Semakin cepat turun, rasanya hati semakin terpuaskan. Sambil mengecek deep gouge untuk melihat batas kedalaman. Orientasi daerah tempat kita turun, karena pastinya kita tidak ingin sampai menabrak karang. Kasihan, bisa terganggu atau bahkan sampai mati. Rutin menyesuaikan tekanan udara di dalam rongga telinga seiring bertambahnya kedalaman kita. Istilahnya dalam diving disebut dengan Equalize.
Walaupun semakin dalam Saya diving, semakin sebentar waktu yang boleh Saya habiskan disana. Hal ini sudah ditentukan dan ada aturan mainnya sesuai peraturan dasar scuba diving. Tapi Saya tetap suka. Berfoto sebentar (kalau ada kamera yess), lalu mulai perlahan naik menuju permukaan. Sambil (sok) asik mengamati ikan-ikan yang bersembunyi di balik terumbu karang. Kadang ikan-ikan yang berkamuflase dengan substrat dasar juga asik untuk dipehatikan.
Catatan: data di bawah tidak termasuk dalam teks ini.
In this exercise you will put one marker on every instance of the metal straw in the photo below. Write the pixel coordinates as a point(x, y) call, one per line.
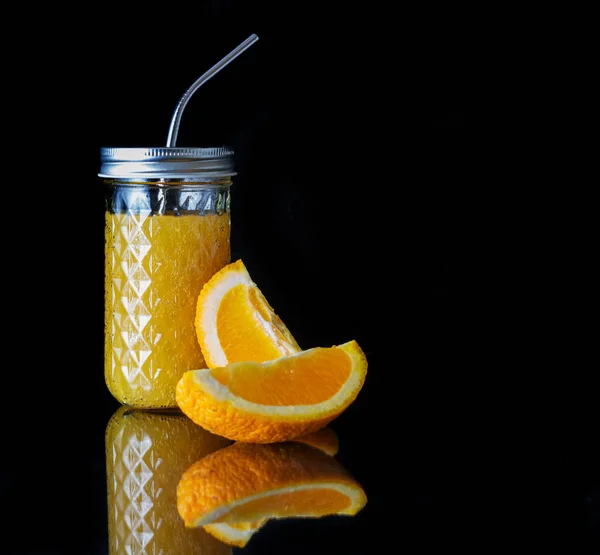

Ada satu spot di daerah Jaubella, yang sebenarnya tidak punya coral yang cantik dan ciamik seperti dive spot lainnya. Malah berkesan lebih gelap dan agak horor. Dengan bentuk lekukan wall nya yang cukup dalam, untuk Saya rasanya seperti masuk dalam film-film arkeologi atau film dokumenter. Waktu itu kita dalam rangka mencari bangkai kapal atau pesawat peninggalan perang dunia 2, ataupun sekedar mencari puing-puing dan peluru bekas perang. Meskipun akhirnya tidak membuahkan hasil, diakhir penyelaman kita menemukan spons yang sangat besar. Dengan tinggi berkisar 1,5 meter dan lebar 1 meter.

By the way, the most important thing is… safety first. Mau seberapa dalam pun menyelam, keselamatan tetap yang paling utama. Mulai dari briefing, doa sebelum menyelam, peralatan yang memadai, mengikuti standar penyelaman yang ditentukan, kondisi tubuh yang sehat, dan jangan lupa safety stop yhaa. See you on my next dive diary.